If Khadr was "born and bred by his parents to wage war", at age fifteen, he most certainly was a child soldier. Or else, he was a minor who was involved in criminal activity by his parents. His own "crime" was obeying his parents, and not taking whatever opportunity he may have had, prior to his capture, to turn both them and himself over to authorities.
This is not something of which Canadians should be proud.

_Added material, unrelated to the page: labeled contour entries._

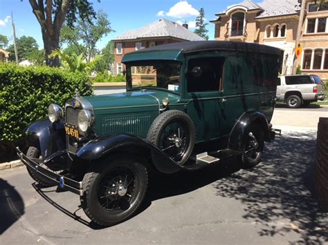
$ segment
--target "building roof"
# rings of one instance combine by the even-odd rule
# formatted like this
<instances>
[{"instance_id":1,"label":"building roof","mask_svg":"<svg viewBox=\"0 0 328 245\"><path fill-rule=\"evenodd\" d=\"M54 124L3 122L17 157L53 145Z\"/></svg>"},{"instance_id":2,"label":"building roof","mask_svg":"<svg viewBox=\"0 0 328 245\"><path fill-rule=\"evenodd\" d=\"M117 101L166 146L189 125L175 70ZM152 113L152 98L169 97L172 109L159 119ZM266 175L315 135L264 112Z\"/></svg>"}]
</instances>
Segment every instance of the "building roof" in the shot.
<instances>
[{"instance_id":1,"label":"building roof","mask_svg":"<svg viewBox=\"0 0 328 245\"><path fill-rule=\"evenodd\" d=\"M224 15L230 9L238 6L246 8L248 11L259 10L261 13L255 19L296 14L300 10L298 0L264 0L259 3L253 3L251 0L245 0L242 3L228 6L226 10L216 14L219 18L212 21L219 20L220 15Z\"/></svg>"},{"instance_id":2,"label":"building roof","mask_svg":"<svg viewBox=\"0 0 328 245\"><path fill-rule=\"evenodd\" d=\"M205 40L177 23L161 19L142 28L128 30L116 37L113 41L164 37L172 37L187 41Z\"/></svg>"},{"instance_id":3,"label":"building roof","mask_svg":"<svg viewBox=\"0 0 328 245\"><path fill-rule=\"evenodd\" d=\"M243 2L230 5L227 7L227 8L219 13L217 14L216 15L221 15L225 14L227 11L228 11L230 8L235 8L237 6L244 7L247 8L248 10L262 10L261 7L255 3L253 3L250 0L244 0Z\"/></svg>"},{"instance_id":4,"label":"building roof","mask_svg":"<svg viewBox=\"0 0 328 245\"><path fill-rule=\"evenodd\" d=\"M243 50L258 53L268 53L280 55L281 51L279 48L271 46L253 43L245 43L242 41L183 41L145 48L134 52L142 53L153 51L176 50L182 52L193 52L199 51L211 50Z\"/></svg>"},{"instance_id":5,"label":"building roof","mask_svg":"<svg viewBox=\"0 0 328 245\"><path fill-rule=\"evenodd\" d=\"M264 11L256 19L296 14L300 10L298 0L265 0L259 5Z\"/></svg>"}]
</instances>

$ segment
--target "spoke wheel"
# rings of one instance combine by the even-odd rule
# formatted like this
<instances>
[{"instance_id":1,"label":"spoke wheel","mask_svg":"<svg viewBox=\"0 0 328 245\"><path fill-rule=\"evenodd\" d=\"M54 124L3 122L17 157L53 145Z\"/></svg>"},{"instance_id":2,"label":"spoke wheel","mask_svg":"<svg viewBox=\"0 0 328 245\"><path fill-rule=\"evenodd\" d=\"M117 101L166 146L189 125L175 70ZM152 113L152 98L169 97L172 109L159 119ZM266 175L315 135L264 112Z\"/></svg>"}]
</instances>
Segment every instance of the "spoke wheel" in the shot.
<instances>
[{"instance_id":1,"label":"spoke wheel","mask_svg":"<svg viewBox=\"0 0 328 245\"><path fill-rule=\"evenodd\" d=\"M242 155L242 164L245 168L257 165L261 161L264 146L264 134L258 124L253 124L244 137L244 150Z\"/></svg>"},{"instance_id":2,"label":"spoke wheel","mask_svg":"<svg viewBox=\"0 0 328 245\"><path fill-rule=\"evenodd\" d=\"M136 157L107 159L92 166L82 181L81 204L86 215L102 226L112 226L133 216L145 197L147 168Z\"/></svg>"},{"instance_id":3,"label":"spoke wheel","mask_svg":"<svg viewBox=\"0 0 328 245\"><path fill-rule=\"evenodd\" d=\"M192 120L180 110L167 110L152 124L147 139L179 164L190 156L195 140Z\"/></svg>"}]
</instances>

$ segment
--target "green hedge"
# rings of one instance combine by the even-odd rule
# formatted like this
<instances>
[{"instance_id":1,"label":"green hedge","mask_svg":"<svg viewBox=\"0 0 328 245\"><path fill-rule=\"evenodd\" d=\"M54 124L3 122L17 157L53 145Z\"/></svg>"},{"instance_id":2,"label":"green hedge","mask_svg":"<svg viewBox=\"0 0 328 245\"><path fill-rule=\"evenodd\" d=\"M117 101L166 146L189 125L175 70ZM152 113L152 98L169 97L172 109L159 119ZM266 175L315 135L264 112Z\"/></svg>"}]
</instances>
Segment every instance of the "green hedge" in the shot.
<instances>
[{"instance_id":1,"label":"green hedge","mask_svg":"<svg viewBox=\"0 0 328 245\"><path fill-rule=\"evenodd\" d=\"M0 63L0 143L21 138L27 126L47 116L51 103L63 106L76 88L82 95L92 93L82 73Z\"/></svg>"}]
</instances>

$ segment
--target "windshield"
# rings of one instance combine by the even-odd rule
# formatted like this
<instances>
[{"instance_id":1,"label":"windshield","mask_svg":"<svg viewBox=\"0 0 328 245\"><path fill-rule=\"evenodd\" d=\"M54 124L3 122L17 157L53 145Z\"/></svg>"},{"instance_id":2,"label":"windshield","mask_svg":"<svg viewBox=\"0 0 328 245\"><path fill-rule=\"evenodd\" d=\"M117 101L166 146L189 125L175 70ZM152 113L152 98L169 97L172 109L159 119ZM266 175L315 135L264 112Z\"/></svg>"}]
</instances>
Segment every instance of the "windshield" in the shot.
<instances>
[{"instance_id":1,"label":"windshield","mask_svg":"<svg viewBox=\"0 0 328 245\"><path fill-rule=\"evenodd\" d=\"M128 88L161 88L179 93L181 63L174 61L149 61L127 64Z\"/></svg>"}]
</instances>

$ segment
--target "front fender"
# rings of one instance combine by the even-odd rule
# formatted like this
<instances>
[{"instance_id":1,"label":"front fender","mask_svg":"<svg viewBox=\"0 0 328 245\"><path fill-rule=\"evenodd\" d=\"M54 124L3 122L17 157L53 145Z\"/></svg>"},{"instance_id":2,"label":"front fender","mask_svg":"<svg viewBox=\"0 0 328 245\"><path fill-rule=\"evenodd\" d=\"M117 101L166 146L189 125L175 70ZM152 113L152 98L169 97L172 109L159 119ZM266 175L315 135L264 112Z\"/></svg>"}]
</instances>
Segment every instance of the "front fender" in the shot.
<instances>
[{"instance_id":1,"label":"front fender","mask_svg":"<svg viewBox=\"0 0 328 245\"><path fill-rule=\"evenodd\" d=\"M173 173L183 168L155 145L145 139L126 134L111 134L92 140L78 151L77 156L92 161L116 151L131 152L136 150L139 153L147 153L152 157L154 166L161 173Z\"/></svg>"},{"instance_id":2,"label":"front fender","mask_svg":"<svg viewBox=\"0 0 328 245\"><path fill-rule=\"evenodd\" d=\"M264 133L264 139L271 140L268 120L266 116L258 111L250 111L244 113L235 124L229 137L228 148L243 152L244 146L244 136L247 128L252 124L257 124Z\"/></svg>"},{"instance_id":3,"label":"front fender","mask_svg":"<svg viewBox=\"0 0 328 245\"><path fill-rule=\"evenodd\" d=\"M48 156L66 148L64 125L51 123L48 119L38 121L25 130L29 146L37 147L44 160Z\"/></svg>"}]
</instances>

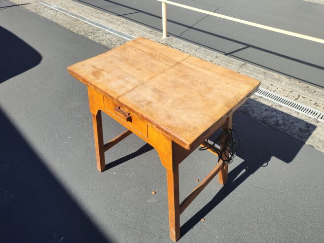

It's something they should regret because it's far from in keeping with our values.
If the Supreme Court requires the government to call for Khadr's return, it may not resolve the issue, and it may not help Khadr, since there seems little choice but to keep him incarcerated, but at least it will force this government to exhibit some courage and morality in the case, on our behalf.